Obviously this is easier, and presents more possibilities when central characters are seen wearing masks or otherwise obscuring their mouths by holding a phone to their face, or being seen from behind.
These kinds of shots can save your bacon if somehow you’ve painted yourself into a narrative corner.
Show, don’t tell
Another way in which an editor can shape a performance, also drawing in a lesson from screenwriting, is to show, don’t tell. That is, to show us what a character thinks/feels/believes/decides through seeing their actions, rather than having someone tell us directly.
In this excellent video essay from Lessons from the Screenplay which compares active vs. passive protagonists in Star Wars: The Force Awakens and Rogue One, Michael Tucker quotes from screenwriting guru Syd Field’s book Screenplay: The Foundations of Screenwriting:
“Action is character; a person is what he does, not what he says…
Because we’re telling a story in pictures, we must show how the character acts and reacts to the incidents and events that he/she confronts and overcomes (or doesn’t overcome) during the storyline.”
—Michael Tucker, Lessons from the Screenplay
This is an important performance consideration for your edit, because the way in which a decision is made, presented or changed through the edit, can dramatically alter the way in which we perceive the character.
For example, whether Han Solo shoots first or in self defense can define your feelings for the character based on which side of the line you come down on.

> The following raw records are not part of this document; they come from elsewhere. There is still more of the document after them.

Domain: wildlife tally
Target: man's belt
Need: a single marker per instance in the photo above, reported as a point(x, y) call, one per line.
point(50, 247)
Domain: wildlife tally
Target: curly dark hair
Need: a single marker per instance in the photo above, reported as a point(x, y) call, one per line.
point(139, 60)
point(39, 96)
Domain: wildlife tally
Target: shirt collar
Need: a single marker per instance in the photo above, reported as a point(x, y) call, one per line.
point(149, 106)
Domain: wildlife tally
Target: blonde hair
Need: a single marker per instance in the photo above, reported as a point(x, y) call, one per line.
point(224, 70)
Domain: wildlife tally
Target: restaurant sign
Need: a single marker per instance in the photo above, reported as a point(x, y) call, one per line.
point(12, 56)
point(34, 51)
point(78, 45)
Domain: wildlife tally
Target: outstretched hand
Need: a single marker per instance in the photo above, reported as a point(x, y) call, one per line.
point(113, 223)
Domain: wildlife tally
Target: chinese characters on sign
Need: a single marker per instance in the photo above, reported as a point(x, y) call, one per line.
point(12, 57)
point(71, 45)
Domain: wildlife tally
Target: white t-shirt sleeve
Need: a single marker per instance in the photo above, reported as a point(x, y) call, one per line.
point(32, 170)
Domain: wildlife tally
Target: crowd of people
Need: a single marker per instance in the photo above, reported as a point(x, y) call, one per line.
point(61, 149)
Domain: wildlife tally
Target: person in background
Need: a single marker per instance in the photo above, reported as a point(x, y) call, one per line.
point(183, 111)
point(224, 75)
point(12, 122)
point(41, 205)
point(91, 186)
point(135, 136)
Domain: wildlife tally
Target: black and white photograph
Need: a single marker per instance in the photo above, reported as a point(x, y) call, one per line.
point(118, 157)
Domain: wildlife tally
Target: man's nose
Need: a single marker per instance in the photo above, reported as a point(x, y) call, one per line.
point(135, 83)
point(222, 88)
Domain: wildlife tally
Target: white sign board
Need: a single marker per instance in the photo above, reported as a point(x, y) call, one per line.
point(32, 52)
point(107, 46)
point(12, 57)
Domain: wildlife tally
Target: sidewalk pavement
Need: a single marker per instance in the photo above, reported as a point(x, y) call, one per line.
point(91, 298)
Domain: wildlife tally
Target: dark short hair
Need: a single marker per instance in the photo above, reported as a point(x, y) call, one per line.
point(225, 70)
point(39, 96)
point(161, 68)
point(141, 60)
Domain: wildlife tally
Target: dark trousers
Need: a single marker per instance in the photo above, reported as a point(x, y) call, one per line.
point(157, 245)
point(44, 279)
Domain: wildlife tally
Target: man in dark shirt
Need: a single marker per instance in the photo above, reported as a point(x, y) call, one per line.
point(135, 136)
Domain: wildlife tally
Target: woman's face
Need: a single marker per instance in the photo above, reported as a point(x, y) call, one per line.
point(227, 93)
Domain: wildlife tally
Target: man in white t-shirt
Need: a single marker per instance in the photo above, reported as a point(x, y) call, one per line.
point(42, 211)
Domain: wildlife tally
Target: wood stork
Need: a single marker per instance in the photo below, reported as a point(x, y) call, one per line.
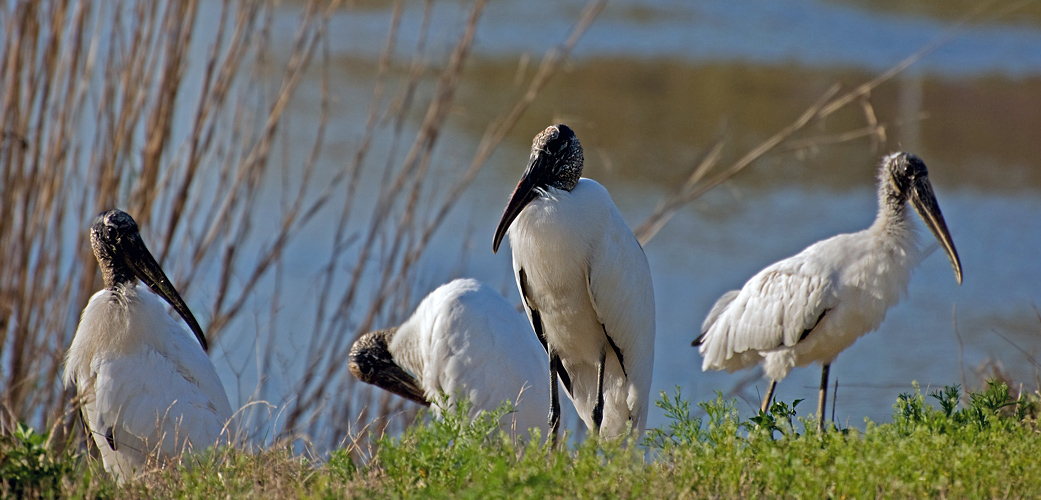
point(586, 286)
point(146, 389)
point(463, 341)
point(811, 306)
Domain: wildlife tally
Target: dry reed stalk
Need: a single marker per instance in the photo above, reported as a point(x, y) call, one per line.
point(100, 110)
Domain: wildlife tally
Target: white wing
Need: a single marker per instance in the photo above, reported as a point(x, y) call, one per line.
point(143, 397)
point(481, 348)
point(623, 296)
point(776, 308)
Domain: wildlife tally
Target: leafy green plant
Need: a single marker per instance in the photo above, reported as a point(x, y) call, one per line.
point(28, 467)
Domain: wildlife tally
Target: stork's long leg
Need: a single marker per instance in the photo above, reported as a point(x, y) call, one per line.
point(769, 396)
point(598, 410)
point(554, 397)
point(823, 396)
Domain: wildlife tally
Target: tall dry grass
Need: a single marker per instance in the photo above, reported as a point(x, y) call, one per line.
point(181, 122)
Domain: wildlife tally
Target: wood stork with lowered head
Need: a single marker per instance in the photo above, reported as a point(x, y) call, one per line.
point(813, 305)
point(586, 286)
point(463, 341)
point(147, 391)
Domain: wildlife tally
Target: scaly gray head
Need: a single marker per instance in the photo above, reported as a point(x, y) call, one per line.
point(555, 161)
point(372, 363)
point(124, 257)
point(903, 177)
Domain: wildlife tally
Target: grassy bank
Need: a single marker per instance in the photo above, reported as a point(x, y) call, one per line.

Equally, in documentary editing the way in which you show and don’t tell also transforms the audience’s perception of a character. If you hold on their face for a beat longer than normal after they finish talking, the audience will naturally begin to question the veracity of what they’ve just said. This manipulation is at the heart of editing, but it is to be wielded with due care and consideration.
Either way, ask yourself what will happen to the characters, story and strength of the performances in your project if you can show more and say less?
If you watch the video from This Guy Edits in the section above, in which he shapes some raw rushes into a final scene, this principle of showing more and telling less, definitely holds up!
Questions actors ask that editors should, too
There are certain questions that an actor will ask of their character when considering how to perform in a scene. These same questions will serve an editor well to ask of each character in a scene, but also the whole scene itself.
The two most common questions are; what does my character want and why do they want it? This goes back to the importance of understanding Intention and Obstacle, as we discussed in Editing Vs Screenwriting.
Other important questions might be where has the character just come from and where are they going to next?
Top Gun: Maverick and Mission:Impossible editor Eddie Hamilton shared a similar set of questions in the interview below. When editing a scene, he likes to ask himself…
- What is the scene about emotionally?
- Am I only delivering information, or is my focus on emotion, character, and relationships?
- Whose point of view is the scene from?
- How can we put pressure on the lead protagonist?
- Are we giving characters an entrance the first time we meet them?
- How does the character feel at the start and end, where is the change?
Answering these questions will give you a lot more information on how best to shape the scene and the performances to best align with these underlying story truths.
Hopefully this brief foray into the world of performance has given you a fistful of tools to improve your next edit with, as well as some solid storytelling principles to apply too.
And I hope that whatever your role in the world of film and video production may be, you’ve gained a greater understanding of the storytelling process through the viewpoint of another department, which enriches your chosen craft.